Allahabad HC: Courts should not only look at the salary package of the parties when determining the amount of maintenance

The Allahabad High Court has ruled that courts should not look solely at the salary packages of the parties while determining the amount of maintenance to be awarded.

The court declined to interfere with the decision to award the wife permanent support that the family court had awarded her, finding that the husband had legally remarried and therefore had “additional obligations and financial liabilities.”
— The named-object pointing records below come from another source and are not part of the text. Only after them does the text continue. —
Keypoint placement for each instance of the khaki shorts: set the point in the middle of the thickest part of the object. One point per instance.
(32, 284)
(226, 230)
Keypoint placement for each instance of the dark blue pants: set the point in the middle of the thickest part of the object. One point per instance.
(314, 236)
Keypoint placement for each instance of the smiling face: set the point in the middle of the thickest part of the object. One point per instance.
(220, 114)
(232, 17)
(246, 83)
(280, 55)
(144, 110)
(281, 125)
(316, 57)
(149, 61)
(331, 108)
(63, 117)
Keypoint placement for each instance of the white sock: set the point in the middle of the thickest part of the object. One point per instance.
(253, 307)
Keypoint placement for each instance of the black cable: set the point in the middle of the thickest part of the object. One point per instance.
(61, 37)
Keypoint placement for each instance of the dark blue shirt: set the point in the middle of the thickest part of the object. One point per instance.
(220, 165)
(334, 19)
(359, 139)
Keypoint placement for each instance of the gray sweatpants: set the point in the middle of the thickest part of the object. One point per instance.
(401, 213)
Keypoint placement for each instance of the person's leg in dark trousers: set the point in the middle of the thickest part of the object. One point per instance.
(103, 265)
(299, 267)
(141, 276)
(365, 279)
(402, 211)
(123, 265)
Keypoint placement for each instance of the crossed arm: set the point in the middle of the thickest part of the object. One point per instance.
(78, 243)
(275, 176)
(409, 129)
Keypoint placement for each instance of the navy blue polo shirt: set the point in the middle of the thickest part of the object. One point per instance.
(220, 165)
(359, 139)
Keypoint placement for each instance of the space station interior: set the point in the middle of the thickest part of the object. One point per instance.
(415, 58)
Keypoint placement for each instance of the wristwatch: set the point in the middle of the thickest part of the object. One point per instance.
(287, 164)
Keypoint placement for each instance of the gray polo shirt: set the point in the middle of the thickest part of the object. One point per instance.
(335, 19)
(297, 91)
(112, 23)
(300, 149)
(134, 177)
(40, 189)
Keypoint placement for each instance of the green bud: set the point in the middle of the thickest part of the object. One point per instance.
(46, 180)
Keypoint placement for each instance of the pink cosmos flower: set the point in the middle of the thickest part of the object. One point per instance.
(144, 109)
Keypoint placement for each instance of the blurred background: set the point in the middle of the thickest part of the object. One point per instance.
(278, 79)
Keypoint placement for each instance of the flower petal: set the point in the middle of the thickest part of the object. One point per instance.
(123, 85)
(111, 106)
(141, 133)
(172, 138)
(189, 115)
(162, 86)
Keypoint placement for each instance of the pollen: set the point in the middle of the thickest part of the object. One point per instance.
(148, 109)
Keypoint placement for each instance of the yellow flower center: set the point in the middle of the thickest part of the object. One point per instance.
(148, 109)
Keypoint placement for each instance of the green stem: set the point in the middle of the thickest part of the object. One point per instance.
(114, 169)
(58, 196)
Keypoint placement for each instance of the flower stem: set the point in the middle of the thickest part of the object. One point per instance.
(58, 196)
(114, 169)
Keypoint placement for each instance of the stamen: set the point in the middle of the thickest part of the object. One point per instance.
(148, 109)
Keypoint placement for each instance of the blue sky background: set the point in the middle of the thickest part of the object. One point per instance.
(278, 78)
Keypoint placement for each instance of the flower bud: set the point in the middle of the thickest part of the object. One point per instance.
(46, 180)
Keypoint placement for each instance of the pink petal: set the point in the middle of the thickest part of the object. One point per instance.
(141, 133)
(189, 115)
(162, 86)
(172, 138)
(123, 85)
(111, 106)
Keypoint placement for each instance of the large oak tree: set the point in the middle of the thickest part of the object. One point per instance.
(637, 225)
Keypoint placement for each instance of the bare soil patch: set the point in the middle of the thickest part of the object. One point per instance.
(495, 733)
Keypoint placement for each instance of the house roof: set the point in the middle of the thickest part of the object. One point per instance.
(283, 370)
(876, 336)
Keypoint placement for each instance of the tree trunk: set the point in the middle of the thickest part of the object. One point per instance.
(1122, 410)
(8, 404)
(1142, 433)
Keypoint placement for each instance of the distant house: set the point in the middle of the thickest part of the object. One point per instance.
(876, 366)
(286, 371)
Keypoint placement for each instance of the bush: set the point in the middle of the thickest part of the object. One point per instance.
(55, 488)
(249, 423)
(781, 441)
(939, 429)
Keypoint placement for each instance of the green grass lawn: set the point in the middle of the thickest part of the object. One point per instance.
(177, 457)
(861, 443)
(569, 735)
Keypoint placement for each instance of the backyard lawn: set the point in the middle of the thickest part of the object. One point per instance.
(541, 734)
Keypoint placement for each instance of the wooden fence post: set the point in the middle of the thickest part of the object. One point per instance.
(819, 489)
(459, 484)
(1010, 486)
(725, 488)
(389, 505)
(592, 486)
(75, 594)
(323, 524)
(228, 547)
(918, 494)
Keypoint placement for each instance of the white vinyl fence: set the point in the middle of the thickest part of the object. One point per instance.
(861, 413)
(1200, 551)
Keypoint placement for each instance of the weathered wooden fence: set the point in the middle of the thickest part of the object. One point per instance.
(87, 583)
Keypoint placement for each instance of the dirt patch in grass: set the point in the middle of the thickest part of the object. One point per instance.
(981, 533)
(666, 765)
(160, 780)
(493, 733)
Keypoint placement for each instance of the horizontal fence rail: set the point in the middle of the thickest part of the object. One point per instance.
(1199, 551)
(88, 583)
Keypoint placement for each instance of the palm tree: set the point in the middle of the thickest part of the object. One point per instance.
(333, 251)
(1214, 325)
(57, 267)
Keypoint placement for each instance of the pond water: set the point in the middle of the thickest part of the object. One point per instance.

A bench of judges Saumitra Dayal Singh and Donadi Ramesh observed, “While money can never be sufficient to meet all human needs, the courts do not necessarily consider the salary packages of the parties exclusively while determining the amount of maintenance to be awarded.”

Advocate Abha Gupta appeared for the appellants while Advocate Manish Tandon represented the respondent.

The wife had filed an appeal under Section 19 of the Family Court Act, 1984 challenging the judgment and order of the Family Court passing an order under Section 25 of the Hindu Marriage Act, 1955 (HMA) providing a lump sum for maintenance. At the same time, the Family Court had fixed a certain amount for the daughter on the ground of cruelty in an earlier divorce decree under Section 13 of the HMA.

During the period of separation, the Family Court had passed an order under Section 125 of Cr.PC awarding maintenance to the wife and daughter (appellants). The amount of monthly maintenance was later revised under Section 127 of Cr.PC. The parties submitted before the Court that during the recovery proceedings, a compromise was reached between the parties.

The husband explained that he had remarried after the first appeal was rejected and that he had three children from his second marriage. He also had two siblings with special needs that he had to care for.

The High Court observed that the marriage of the parties had lasted only for three years and the husband was “burdened with the liabilities under Section 125 Cr.PC” and held that the maintenance awarded by the Family Court did not require any intervention.

The court observed, “In view of all the facts and circumstances, namely, that the marriage of the parties lasted only for three years and since then they have been living separately and taking into account the fact that the respondent has remarried under the Act thereby imposing further responsibilities and financial obligations on him and also the fact that the respondent was previously subjected to the obligations under Section 125 Cr.PC, we find no cogent ground to object to the order granting permanent maintenance in the first place.”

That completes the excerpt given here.